Commodore Perry's Minstrel Show
University of Texas Press, 01/03/2007 - 296 páginas
In 1854, Commodore Matthew Perry steamed into Edo Bay and "opened" Japan to trade with America. As entertainment for the treaty-signing ceremony, Perry brought a white-men-in-black-face minstrel show—and thereby confirmed the widely whispered Japanese belief that trade with the American "barbarians" could only lead to cultural ruin. Yet the pawns in this clash of cultures—the minstrels, Ace Bledsoe and Ned Clark, and the Japanese interpreter, Manjiro Okubo—are just slightly more curious than cautious. Within the minstrels Manjiro sensed "the subtleties of spirit that reside in all good men." When Ace and Ned are unwittingly made part of a Japanese plot to undermine the American presence, Manjiro helps them escape into the countryside. Pursued by samurai, torn between treachery and loyalty, Manjiro and the minstrels (along with family, friends, and lovers) make their way across Japan, fleeing a showdown with the samurai that gradually becomes inevitable.

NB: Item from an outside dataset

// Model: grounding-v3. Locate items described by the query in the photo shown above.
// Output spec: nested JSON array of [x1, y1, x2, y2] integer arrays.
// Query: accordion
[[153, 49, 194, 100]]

Commodore Perry's Minstrel Show is the long-awaited prequel—more than a decade in the making—to Richard Wiley's PEN/Faulkner Award-winning novel, Soldiers in Hiding. A sword-swinging page-turner infused with a heady mix of Japanese etiquette, American ideals, and Machiavellian philosophy, Wiley's latest novel sparkles as it shapes history into an enlightened drama of the earliest moments of globalization.